Der Kandidat hat zwar eine hervorragende Qualifikation, sein Name und Aussehen indes verraten ausländische Wurzeln: Ob Thomas Edathy unter den 47 Bewerbern um die Stelle als Stadtwerke-Chef in Celle prompt zur Vorstellung eingeladen worden wäre, ist fraglich. Da Celle den Spitzenposten jedoch als bundesweit erste Stadt mit einem anonymisierten Bewerbungsverfahren besetzte, machte Edathy das Rennen.

Als einzige Kommune beteiligte sich Celle zunächst an einem deutschlandweiten Pilotprojekt - inzwischen werden anonyme Bewerbungen von acht Bundesländern sowie Firmen und Kommunen getestet. Auch das Land Niedersachsen und die Landeshauptstadt Hannover sind nun dabei. Name, Alter, Herkunft und Geschlecht der Kandidaten erfährt die Personalabteilung dabei zunächst nicht, auch ein Foto gibt es nicht.
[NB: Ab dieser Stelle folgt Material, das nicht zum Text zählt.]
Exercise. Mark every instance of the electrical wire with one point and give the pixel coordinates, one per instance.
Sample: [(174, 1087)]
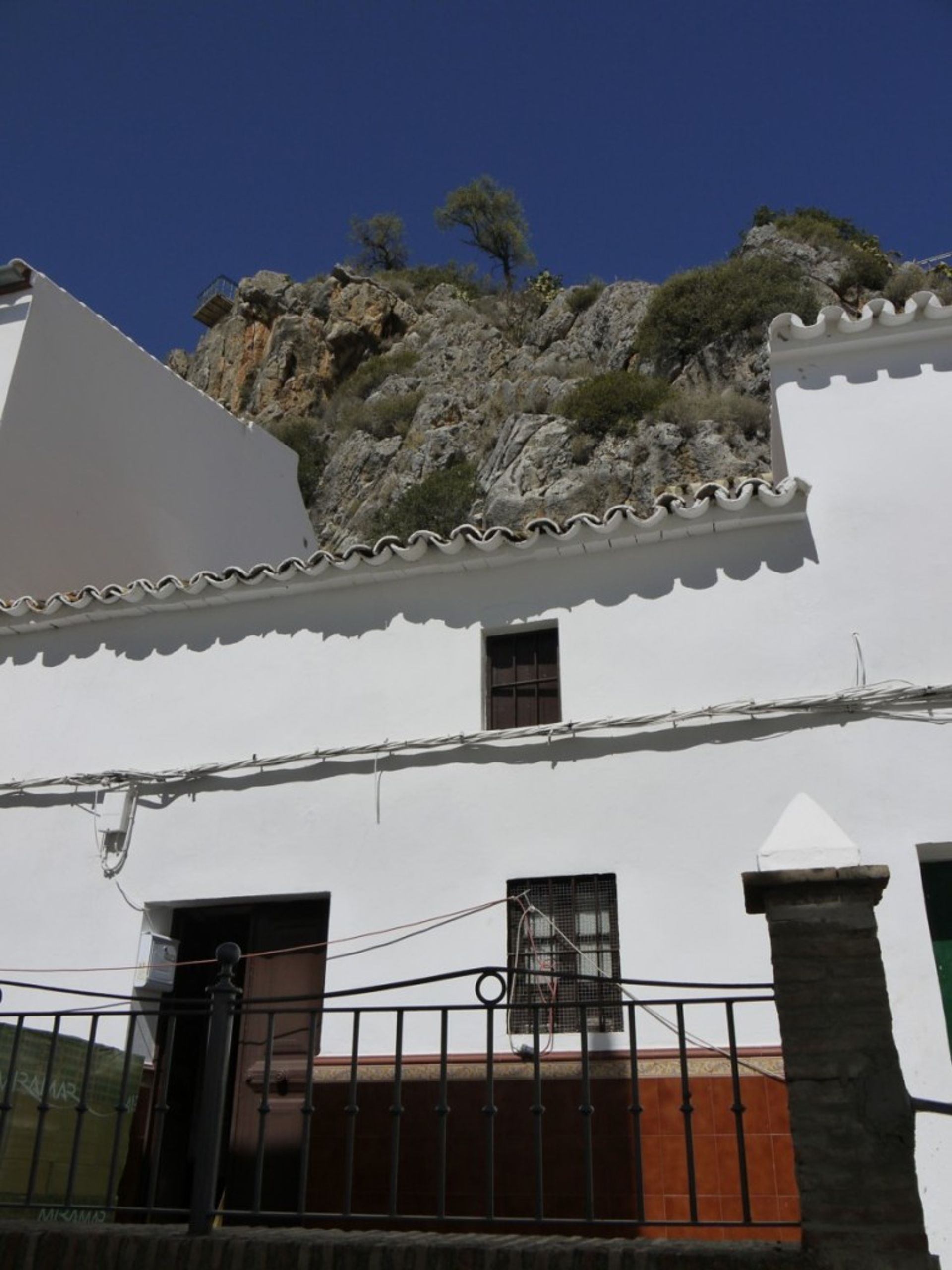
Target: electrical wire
[(428, 924), (655, 1014), (890, 699)]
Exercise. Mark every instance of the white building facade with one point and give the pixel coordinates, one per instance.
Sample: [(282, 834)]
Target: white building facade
[(399, 801)]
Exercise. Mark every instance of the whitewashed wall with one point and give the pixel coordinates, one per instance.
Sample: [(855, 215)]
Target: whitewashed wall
[(114, 468), (677, 815)]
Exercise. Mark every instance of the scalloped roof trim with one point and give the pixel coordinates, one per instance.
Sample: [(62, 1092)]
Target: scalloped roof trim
[(923, 313), (709, 504)]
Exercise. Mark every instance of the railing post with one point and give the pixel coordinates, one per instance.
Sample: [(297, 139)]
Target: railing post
[(211, 1115), (851, 1117)]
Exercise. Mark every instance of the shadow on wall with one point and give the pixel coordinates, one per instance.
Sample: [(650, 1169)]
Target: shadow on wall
[(861, 366), (479, 597)]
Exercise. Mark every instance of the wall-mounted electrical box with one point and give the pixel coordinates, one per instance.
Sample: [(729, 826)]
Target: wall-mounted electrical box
[(157, 962)]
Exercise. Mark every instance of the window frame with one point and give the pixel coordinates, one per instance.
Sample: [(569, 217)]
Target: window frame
[(565, 898), (525, 632)]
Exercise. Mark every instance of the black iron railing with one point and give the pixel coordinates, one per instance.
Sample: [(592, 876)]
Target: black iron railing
[(220, 286), (508, 1135)]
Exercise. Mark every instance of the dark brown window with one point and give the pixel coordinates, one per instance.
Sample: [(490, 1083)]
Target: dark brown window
[(564, 926), (522, 679)]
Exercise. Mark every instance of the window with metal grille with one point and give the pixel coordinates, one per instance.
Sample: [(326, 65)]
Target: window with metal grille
[(549, 917), (522, 679)]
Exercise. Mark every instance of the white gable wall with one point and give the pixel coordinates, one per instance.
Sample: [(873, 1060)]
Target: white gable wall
[(114, 468)]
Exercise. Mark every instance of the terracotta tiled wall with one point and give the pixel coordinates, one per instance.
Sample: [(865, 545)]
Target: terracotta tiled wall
[(770, 1155), (769, 1148)]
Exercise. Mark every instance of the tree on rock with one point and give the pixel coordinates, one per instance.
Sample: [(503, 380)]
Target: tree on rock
[(494, 220), (381, 242)]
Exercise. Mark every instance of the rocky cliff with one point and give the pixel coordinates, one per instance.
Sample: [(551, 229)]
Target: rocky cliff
[(388, 381)]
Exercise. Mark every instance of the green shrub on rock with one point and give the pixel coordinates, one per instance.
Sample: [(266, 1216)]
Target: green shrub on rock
[(440, 502), (371, 374), (304, 437), (579, 299), (739, 296), (613, 402)]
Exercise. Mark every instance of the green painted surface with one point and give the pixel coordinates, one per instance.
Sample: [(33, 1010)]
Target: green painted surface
[(937, 888), (98, 1133)]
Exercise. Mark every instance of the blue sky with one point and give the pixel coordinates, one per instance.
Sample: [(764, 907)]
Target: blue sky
[(153, 144)]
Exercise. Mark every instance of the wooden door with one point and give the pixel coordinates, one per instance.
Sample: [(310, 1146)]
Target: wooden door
[(280, 1128)]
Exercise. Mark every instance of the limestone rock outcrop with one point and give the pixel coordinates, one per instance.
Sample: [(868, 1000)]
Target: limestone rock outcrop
[(470, 380)]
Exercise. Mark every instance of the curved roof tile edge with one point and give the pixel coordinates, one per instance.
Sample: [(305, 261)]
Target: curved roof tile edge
[(878, 316), (710, 498)]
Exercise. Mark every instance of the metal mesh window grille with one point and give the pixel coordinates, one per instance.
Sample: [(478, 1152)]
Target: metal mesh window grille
[(586, 908)]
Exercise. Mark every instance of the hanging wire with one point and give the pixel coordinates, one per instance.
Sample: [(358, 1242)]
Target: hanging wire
[(896, 699)]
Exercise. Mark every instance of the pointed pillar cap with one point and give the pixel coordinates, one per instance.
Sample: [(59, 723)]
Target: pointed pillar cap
[(806, 837)]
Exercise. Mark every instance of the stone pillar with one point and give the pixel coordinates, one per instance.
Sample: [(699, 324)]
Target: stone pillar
[(851, 1118)]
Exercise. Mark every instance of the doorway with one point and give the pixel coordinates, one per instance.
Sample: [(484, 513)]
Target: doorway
[(259, 928)]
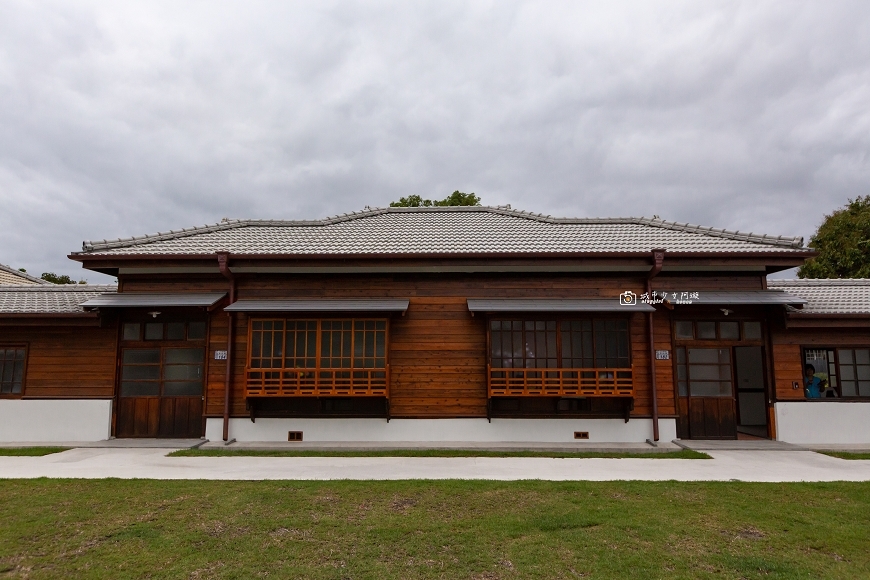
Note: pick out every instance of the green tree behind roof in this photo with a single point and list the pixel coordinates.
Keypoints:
(59, 278)
(455, 198)
(843, 243)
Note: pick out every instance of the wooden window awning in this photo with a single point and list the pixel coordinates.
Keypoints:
(321, 305)
(137, 300)
(554, 305)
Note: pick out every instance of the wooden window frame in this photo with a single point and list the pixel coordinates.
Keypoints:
(316, 381)
(162, 347)
(559, 381)
(839, 388)
(26, 347)
(716, 342)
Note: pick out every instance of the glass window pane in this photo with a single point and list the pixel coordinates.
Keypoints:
(182, 388)
(704, 355)
(704, 372)
(847, 372)
(6, 375)
(144, 372)
(707, 389)
(752, 330)
(18, 372)
(683, 388)
(184, 355)
(196, 331)
(706, 330)
(729, 330)
(141, 356)
(175, 331)
(182, 372)
(140, 388)
(153, 331)
(131, 330)
(849, 388)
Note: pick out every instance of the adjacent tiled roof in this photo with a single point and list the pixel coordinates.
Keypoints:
(49, 299)
(12, 276)
(828, 296)
(443, 230)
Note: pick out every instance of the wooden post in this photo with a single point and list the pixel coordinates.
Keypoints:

Bewerbungsstrategien für den Traumjob

Der neue Celler Stadtwerke-Chef Edathy räumte am Mittwoch bei seiner Vorstellung ein, an der unbewussten Diskriminierung von Bewerbern habe er sich bei der Auswahl von Arbeitnehmern früher selber beteiligt. „Auch ich habe Bewerbungen teilweise danach aussortiert, ob Bewerber ausländische Namen hatten, wenn gute Deutschkenntnisse gefragt waren, oder habe auf das Alter geguckt.“

Genau solche Benachteiligungen soll das in angelsächsischen Ländern seit Jahren praktizierte Verfahren vermeiden helfen. Auch Frauen fallen dadurch manchmal durchs Raster der Personalchefs, vor allem, wenn sie kleine Kinder haben.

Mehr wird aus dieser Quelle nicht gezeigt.